6 The poppet coupling according to claim 4 or 5, wherein the cone shaped surface (134) is configured such that there is a clearance between the cone shaped surface (134) and the cone shaped opening (240), when the male member (100) is fully inserted in the female member (200).

7 The poppet coupling according to any one of the preceding claims, wherein the primary seal (300) is a circumferential metal seal (300) held in place by a support ring (310), the metal seal (300) comprising a lip (302) for engaging the outside of the cylindrical body part (130) with the first outer diameter (132) of the male member (140). 8 The poppet coupling according to claim 1 , wherein at least a quarter of an axial length of the cylindrical nose part (140) of the male member (100) is inside the cylindrical opening (230) before the primary seal (300) engages the outside of the cylindrical body part (130) with the first outer diameter (132) of the male member (140), when the male member (100) is inserted into the female member (200).

9 The poppet coupling according to any one of the preceding claims, further comprising a secondary seal (400) and an environmental seal (500), the secondary seal (400) being positioned between the primary seal (300) and the environmental seal (500), and the environmental seal (500) sealing the inside of the coupling against the outer environment, when the male member (100) is fully inserted into the female member (200).

10 The poppet coupling according to claim 9, wherein the secondary seal (400) and the environmental seal (500) are polymer seals, and are arranged in the female member (200) such that they seal against the cylindrical body part (130) when the cylindrical nose part (140) of the male member (100) engages the cylindrical opening (230).

11 The poppet coupling according to any one of the preceding claims, further comprising a spring (260) arranged inside a first hollow cylinder (252) and a second hollow cylinder (254), a spring force of the spring (260) closing the second valve element (210) of the female member (200), and the two hollow cylinders (252, 254) are configured to limit an axial movement of the second valve element (210) within the female member (200).

12 The poppet coupling according to any one of the preceding claims, further comprising a spring (150) arranged in a third hollow cylinder (152) and a fourth hollow cylinder (154), a spring force of the spring (150) closing the first valve element (110) of the male member (100), and the two hollow cylinders (152, 154) are configured to limit an axial movement of the first valve element (110) within the male member (100). 13 The poppet coupling according to any one of the preceding claims, wherein the male member (100), or the female member (200), is arranged to move perpendicular to the direction of insertion.

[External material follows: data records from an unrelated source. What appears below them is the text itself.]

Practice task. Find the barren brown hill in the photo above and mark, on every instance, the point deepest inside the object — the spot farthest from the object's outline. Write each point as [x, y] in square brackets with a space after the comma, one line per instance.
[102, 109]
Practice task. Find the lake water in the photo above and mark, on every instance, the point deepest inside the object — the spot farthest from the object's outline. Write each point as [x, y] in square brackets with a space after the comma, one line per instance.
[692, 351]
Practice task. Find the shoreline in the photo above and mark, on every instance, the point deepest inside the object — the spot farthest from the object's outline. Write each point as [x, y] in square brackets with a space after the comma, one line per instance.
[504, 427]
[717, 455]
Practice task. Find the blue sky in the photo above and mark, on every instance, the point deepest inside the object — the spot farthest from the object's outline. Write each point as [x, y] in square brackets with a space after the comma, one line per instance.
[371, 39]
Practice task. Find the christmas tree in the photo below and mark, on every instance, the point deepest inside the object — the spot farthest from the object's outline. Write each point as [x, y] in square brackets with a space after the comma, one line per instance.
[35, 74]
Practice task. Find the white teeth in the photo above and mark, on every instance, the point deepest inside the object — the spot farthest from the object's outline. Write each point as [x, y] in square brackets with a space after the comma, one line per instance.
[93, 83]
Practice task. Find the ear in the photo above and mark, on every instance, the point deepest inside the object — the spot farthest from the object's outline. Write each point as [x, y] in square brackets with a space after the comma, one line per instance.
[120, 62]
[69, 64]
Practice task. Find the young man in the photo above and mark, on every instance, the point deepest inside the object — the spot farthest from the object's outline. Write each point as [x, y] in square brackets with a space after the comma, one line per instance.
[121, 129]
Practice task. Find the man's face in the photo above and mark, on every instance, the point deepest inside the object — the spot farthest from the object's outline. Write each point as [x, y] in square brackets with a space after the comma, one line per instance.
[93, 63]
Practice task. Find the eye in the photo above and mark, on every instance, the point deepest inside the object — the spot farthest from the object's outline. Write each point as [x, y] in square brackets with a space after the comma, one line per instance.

14 The poppet coupling according to any one of the preceding claims, wherein several poppet couplings are arranged to form a multi poppet coupling between two subsea members (900, 930).

15 A system comprising a plurality of poppet couplings according to any one of the preceding claims, the system further comprising: a first subsea member (900), the first subsea member (900) comprising a first multi quick connector, MQC, plate (920), the first MQC plate (920) comprising the male members (100) of the plurality of poppet couplings; and a second subsea member (930), the second subsea member (930) comprising a second MQC plate (940), the second MQC plate (940) comprising the female members (200) of the plurality of poppet couplings; wherein the first subsea member (900) and the second subsea member (930) are configured to coarsely align relative to each other when connected to each other, and each of the plurality of poppet couplings provides a further alignment and a subsequent fine alignment.

16 A method for guiding and connecting the male member (100) and the female member (200) of the poppet coupling according to any one of the preceding claims, the male member (100) and the female member (200) being initially misaligned and subsea, the method comprising arranging (610) the male member (100), or the female member (200), so that they can move perpendicular to the direction of insertion; and inserting (620) the male member (100) into the female member (200).